2004 NCAA Skiing Championships

Tournament information
- Sport: College skiing
- Location: Truckee, California
- Dates: March 10–March 13
- Administrator: NCAA
- Host(s): University of Nevada, Reno
- Venue(s): Auburn Ski Club (nordic) Sugar Bowl Ski Resort (alpine)
- Teams: 22
- Number of events: 8

Final positions
- Champions: New Mexico (1st overall, 1st co-ed)
- 1st runners-up: Utah
- 2nd runners-up: Denver

= 2004 NCAA Skiing Championships =

American college skiing competition

The 2004 NCAA Skiing Championships were contested at the Sugar Bowl Ski Resort in Truckee, California from March 10–13, 2004 as part of the 51st annual NCAA-sanctioned ski tournament to determine the individual and team national champions of men's and women's collegiate slalom and cross-country skiing in the United States.

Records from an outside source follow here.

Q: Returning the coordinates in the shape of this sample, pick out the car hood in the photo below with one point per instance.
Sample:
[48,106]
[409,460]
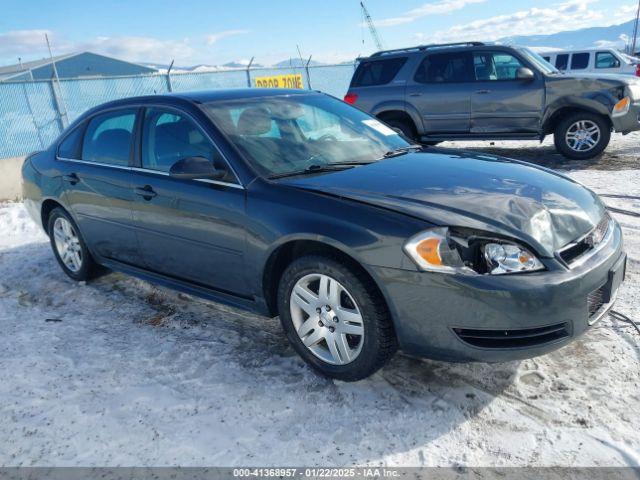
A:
[507,197]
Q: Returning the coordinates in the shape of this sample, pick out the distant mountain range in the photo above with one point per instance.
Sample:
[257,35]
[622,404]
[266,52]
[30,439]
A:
[615,36]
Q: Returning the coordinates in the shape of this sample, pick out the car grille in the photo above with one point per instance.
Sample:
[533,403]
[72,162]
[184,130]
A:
[595,301]
[575,250]
[529,337]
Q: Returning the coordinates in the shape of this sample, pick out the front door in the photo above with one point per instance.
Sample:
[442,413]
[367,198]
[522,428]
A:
[94,163]
[188,229]
[440,90]
[500,102]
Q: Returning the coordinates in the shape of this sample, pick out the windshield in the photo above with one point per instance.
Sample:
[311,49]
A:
[293,133]
[538,61]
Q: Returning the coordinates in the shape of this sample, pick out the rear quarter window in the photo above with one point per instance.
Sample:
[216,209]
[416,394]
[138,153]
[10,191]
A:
[377,72]
[579,61]
[562,61]
[71,145]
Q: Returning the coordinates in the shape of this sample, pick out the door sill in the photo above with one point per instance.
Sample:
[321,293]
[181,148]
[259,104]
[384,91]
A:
[480,136]
[201,291]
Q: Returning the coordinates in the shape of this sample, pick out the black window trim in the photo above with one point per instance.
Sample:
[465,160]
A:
[134,157]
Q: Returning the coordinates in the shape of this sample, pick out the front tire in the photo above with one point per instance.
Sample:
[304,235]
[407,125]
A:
[69,247]
[582,135]
[335,318]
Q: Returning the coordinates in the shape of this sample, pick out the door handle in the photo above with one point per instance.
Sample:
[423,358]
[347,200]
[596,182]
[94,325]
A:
[72,178]
[145,192]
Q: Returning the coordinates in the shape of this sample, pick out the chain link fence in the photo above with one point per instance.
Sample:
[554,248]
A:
[34,113]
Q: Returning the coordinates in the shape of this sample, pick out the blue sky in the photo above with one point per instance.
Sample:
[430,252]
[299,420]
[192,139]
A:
[214,32]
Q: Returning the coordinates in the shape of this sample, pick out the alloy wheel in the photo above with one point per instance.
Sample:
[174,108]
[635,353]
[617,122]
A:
[583,136]
[67,244]
[327,319]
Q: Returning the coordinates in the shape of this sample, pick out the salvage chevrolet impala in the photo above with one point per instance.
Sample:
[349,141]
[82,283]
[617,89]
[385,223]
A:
[295,204]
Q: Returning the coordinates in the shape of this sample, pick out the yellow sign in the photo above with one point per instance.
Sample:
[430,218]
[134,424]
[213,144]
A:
[280,81]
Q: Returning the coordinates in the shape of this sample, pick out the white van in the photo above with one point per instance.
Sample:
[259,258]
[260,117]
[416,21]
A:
[597,60]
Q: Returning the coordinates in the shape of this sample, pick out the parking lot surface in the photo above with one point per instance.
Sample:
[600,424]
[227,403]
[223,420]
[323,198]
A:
[120,372]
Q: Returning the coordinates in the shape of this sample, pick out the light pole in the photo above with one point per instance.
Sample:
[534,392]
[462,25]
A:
[635,32]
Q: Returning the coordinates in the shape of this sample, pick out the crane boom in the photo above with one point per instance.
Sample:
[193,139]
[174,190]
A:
[372,27]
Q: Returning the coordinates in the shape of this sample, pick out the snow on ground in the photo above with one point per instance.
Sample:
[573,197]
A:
[119,372]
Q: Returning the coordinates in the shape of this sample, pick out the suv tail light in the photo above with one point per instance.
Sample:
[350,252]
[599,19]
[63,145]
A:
[350,98]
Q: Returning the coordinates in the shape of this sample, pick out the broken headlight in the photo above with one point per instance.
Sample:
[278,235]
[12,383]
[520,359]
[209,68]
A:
[469,253]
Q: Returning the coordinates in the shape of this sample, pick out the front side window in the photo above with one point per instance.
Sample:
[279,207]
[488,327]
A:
[377,72]
[562,61]
[168,136]
[445,68]
[606,60]
[579,61]
[495,66]
[314,131]
[108,138]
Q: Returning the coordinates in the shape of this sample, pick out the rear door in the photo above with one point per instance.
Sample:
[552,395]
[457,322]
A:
[500,102]
[95,164]
[440,90]
[188,229]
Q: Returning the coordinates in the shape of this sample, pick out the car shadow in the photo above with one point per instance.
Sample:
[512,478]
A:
[240,368]
[614,158]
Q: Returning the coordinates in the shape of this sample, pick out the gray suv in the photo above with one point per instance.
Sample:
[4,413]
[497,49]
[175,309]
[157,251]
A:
[477,91]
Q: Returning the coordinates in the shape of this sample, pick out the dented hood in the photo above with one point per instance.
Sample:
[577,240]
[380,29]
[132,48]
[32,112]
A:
[542,208]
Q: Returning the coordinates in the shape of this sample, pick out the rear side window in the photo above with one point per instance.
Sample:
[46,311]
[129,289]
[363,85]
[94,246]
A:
[562,61]
[377,72]
[490,66]
[168,136]
[108,138]
[579,61]
[445,68]
[606,60]
[71,146]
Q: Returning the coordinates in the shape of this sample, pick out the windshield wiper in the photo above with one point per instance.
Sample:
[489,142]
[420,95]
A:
[311,169]
[402,151]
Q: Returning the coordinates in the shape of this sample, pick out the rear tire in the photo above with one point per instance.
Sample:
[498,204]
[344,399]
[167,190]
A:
[582,135]
[69,247]
[356,300]
[404,127]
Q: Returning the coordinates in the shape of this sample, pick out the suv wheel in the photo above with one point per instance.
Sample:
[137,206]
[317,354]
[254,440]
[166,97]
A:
[335,318]
[582,135]
[405,127]
[69,247]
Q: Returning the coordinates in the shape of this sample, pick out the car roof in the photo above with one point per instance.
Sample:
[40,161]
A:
[205,96]
[436,48]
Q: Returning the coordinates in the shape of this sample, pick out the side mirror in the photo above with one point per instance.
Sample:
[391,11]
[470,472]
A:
[524,73]
[193,168]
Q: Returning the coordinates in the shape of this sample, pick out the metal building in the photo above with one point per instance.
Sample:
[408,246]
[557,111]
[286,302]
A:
[73,65]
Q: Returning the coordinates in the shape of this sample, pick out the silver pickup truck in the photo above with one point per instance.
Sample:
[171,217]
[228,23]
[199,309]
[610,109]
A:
[477,91]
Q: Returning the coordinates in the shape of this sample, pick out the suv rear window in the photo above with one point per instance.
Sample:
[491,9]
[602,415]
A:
[377,72]
[445,68]
[579,61]
[562,61]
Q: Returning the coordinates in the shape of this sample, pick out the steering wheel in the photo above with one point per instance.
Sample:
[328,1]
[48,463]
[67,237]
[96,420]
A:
[327,137]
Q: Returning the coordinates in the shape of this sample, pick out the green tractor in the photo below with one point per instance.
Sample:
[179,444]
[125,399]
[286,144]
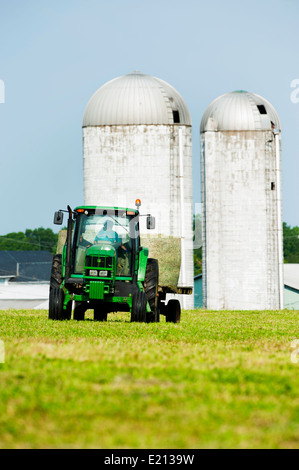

New Mexico, coached by George Brooks, won the team championship, the Lobos' first co-ed title and first overall. It was New Mexico's first team NCAA championship in any sport.

==Venue==

This year's championships were contested at the Sugar Bowl Ski Resort in Truckee, California. The event was hosted by the University of Nevada, Reno.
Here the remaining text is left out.